Katlehong, one of the largest and poorest townships in South Africa, was heavily invested in the fight against apartheid, but it remains under-resourced and its residents underemployed. Casino explains that when speaking to people there, he sometimes felt like “they had lost the magic . . . that they are disillusioned about the society and about the integration of blacks into the society.”
Ultimately, Casino connected with the bold, nimble athletes he set out to document. But he also discovered that staff riding was a manifestation of more complex social circumstances. “I started to understand why they did it, what the social reasons are,” he explains. He features 22 year-old Chabedi Thulo, who explains that staff riding is, “the way of expression, you know. Like you want to take off the anger, instead of beating someone and robbing them. So you’re just expressing the anger.”
In Casino’s piece, the screen is often split into two, trains whizzing by in one half, and interviews taking place in the other. He uses multiple views to remind us that this story is made up of many stories, many angles.

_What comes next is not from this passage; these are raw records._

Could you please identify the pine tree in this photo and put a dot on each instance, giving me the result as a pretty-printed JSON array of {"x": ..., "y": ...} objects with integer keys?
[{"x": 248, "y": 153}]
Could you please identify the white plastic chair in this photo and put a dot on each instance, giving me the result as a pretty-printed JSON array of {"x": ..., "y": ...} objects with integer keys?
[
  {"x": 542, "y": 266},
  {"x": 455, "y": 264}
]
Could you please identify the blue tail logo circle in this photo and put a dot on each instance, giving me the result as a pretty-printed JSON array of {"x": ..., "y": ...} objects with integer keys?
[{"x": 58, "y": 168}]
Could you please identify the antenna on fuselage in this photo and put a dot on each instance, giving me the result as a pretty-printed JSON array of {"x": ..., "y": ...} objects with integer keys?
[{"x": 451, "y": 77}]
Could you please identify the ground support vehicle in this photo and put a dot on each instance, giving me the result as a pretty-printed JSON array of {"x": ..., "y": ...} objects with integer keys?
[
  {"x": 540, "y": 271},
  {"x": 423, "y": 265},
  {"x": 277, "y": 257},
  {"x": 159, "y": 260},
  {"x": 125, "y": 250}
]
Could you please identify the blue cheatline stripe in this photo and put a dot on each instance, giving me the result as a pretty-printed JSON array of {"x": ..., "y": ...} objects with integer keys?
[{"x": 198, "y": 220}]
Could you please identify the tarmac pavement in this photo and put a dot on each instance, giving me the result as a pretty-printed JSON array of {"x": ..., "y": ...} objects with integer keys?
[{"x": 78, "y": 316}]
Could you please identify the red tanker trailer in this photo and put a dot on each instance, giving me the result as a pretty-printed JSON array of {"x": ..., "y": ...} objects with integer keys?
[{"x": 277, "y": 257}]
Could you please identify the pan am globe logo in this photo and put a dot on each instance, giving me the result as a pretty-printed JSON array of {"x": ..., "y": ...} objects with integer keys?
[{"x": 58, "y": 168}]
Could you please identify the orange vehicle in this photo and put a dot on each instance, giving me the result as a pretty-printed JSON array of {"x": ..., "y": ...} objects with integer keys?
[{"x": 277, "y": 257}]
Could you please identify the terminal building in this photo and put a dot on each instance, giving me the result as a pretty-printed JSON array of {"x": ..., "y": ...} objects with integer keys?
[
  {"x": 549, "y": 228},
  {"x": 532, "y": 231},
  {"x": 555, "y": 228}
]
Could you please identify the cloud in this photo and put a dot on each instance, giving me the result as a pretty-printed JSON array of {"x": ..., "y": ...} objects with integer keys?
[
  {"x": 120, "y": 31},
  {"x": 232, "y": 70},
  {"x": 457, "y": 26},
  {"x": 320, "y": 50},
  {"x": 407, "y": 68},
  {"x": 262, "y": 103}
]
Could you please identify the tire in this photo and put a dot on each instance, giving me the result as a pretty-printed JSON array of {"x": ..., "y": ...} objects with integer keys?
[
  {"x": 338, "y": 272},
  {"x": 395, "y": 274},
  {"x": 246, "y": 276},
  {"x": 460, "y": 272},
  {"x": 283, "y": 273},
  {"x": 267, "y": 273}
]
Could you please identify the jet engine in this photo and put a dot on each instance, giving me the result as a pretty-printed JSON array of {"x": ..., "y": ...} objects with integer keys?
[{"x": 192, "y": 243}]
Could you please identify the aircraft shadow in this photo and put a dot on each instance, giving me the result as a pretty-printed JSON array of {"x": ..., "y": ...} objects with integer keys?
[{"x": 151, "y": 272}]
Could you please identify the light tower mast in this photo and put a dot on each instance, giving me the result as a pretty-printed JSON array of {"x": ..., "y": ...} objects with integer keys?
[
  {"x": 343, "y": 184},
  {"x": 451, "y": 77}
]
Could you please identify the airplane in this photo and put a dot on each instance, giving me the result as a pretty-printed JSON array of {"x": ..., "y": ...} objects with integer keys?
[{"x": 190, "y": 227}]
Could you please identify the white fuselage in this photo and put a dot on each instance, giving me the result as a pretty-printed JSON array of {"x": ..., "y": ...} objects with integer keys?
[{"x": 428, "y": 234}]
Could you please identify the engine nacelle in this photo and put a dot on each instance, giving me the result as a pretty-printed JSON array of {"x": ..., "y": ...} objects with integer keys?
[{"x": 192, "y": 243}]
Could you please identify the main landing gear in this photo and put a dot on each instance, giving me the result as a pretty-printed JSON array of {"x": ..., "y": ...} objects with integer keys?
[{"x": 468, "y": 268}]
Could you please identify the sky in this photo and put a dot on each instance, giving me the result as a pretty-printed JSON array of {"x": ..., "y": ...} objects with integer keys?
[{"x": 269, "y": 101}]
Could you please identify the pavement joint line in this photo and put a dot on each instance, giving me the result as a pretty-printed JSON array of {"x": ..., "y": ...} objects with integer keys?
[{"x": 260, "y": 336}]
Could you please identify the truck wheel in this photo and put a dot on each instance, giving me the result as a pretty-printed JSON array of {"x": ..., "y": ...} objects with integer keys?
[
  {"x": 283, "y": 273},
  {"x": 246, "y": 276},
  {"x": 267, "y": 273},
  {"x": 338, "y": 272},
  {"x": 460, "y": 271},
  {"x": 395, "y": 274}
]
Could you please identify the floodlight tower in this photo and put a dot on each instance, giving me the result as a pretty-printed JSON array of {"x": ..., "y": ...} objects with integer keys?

For example, we see and hear Sibusiso Linda, a young train surfer, talk about his dreams in the top half of the screen: “In the future I see myself in advertising,” he says. And in the lower half of the screen we see another young train surfer holding on to the handles of two train cars, hanging down like a “Y,” scissor-kicking his legs in what would be a surely fatal position for most. It is a jarring comparison.
Though most passengers’ train experience is less extreme, the cars serve as a kind of microcosm of the township–religion, economics, it all appears on the train.
“The connection to the train is really strong for the whole population, from kids to old men. It’s fundamental for social relationships, and it’s strictly connected to the township’s history, as they started as dormitory towns for the Johannesburg’s factory workers . . . In Katlehong there are hundreds of different cults. If you use the train over there, it is easy to find spontaneous groups of people praying and singing together during their trip.”
Casino believed in his initial idea enough to go out the roof of a train (which he did to gather some footage, in addition to giving a few of the train surfers Go Pros). Now that seed of an idea has taken root and he is letting it grow. He shared some images with us that were not included in his Staff Riding edit. Images that begin to take us off the train and into the town. Images that help us to connect these staff riders to the real worlds that they inhabit. “I am trying to connect this phenomenon [of staff riding] to a really bigger phenomenon, which is the basis for long-term projects,” he says. He views the staff riding story as the first chapter in a long term project about contemporary life in the townships. He already has plans to return to South Africa for the presidential election this May.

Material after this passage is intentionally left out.